# taz.de -- Experimente im Fernsehen: Epilepsie für ZDF-Zuschauer
> Dröge Internetthemen in schicker Optik und idiotensicher erklärt: Mario
> Sixtus, Deutschlands bekanntester Videoblogger und sein "Elektrischer
> Reporter" sind wieder da.
(IMG) Bild: Wer im Fernsehen Anspruch sucht, muss lange wachbleiben. So auch bei Mario Sixtus.
BERLIN taz | Die Schnitte sind schnell und springen. Die Animationen sind
hyperaktiv. Die Kamera wackelt. Für klassische ZDF-Zuschauer schrappt der
"Elektrische Reporter" nah am epileptischen Schock vorbei - ist er doch
sonst eher ruhig gebaute Beiträge und langsame Kamerafahrten gewöhnt. Doch
mit dem neuaufgelegten Format hat sich die öffentlich-rechtliche
TV-Erbtante unter den deutschen Fernsehsendern mal was getraut.
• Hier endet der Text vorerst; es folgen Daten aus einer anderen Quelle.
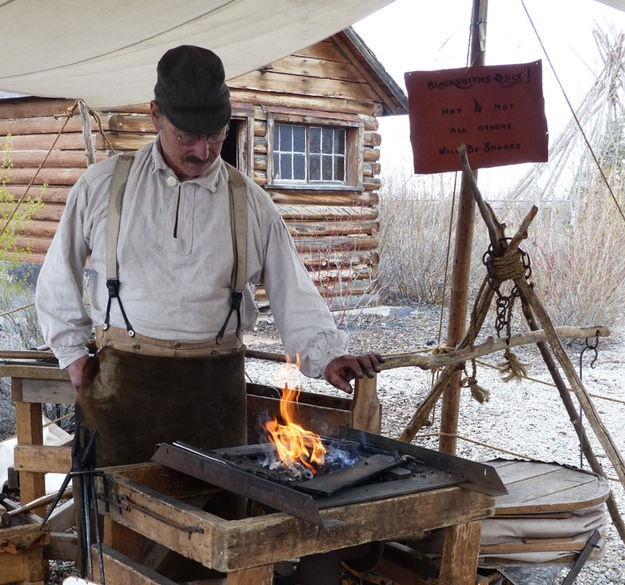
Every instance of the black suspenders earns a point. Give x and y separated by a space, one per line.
237 196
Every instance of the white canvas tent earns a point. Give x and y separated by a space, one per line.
105 52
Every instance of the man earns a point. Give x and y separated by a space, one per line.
166 278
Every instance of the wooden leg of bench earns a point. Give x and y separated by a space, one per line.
460 554
29 432
256 576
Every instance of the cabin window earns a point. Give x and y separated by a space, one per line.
309 154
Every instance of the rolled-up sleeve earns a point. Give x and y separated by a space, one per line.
305 323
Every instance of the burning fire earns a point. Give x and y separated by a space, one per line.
294 444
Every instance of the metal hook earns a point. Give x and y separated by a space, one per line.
592 346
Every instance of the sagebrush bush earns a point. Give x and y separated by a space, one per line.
415 214
577 249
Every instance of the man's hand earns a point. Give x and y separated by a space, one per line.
75 371
347 367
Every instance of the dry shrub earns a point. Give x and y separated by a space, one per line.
414 228
576 248
577 261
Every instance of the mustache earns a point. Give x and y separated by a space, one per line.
196 160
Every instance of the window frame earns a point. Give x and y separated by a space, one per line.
354 133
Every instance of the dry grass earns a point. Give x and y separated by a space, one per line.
577 250
415 215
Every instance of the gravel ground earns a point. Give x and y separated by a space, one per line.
522 417
526 418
Verantwortlich dafür ist Mario Sixtus, Deutschlands bekanntester
Videoblogger. Vor fünf Jahren erfand der 45-jährige Düsseldorfer den
"Elektrischen Reporter", ein Vodcast, in dem er in Anzug und mit
bierernstem Gesichtsausdruck internetkulturelle Phänomene erklärte, die
Protagonisten der Szene vor seine Kamera zerrte und optisch dröge Themen
mit altmodischen Archivbildern aus den fünfziger und sechziger Jahren
aufmotzte.
Ein Rezept, das dem ZDF so gut gefiel, dass es den "Elektrischen Reporter"
ab 2008 fast zwei Jahre lang in seinem Infokanal ausstrahlte - um dann noch
etwas Kühneres zu wagen: Vor neun Monaten erteilten sie Sixtus
Produktionsfirma "Blinkenlichten" einen Freifahrtschein. Sie sollte drei
Monate wild kreativ innovative Formate entwickeln, Netzthemen ohne öde
Bilder von Menschen vor Rechnern ins Fernsehen bringen.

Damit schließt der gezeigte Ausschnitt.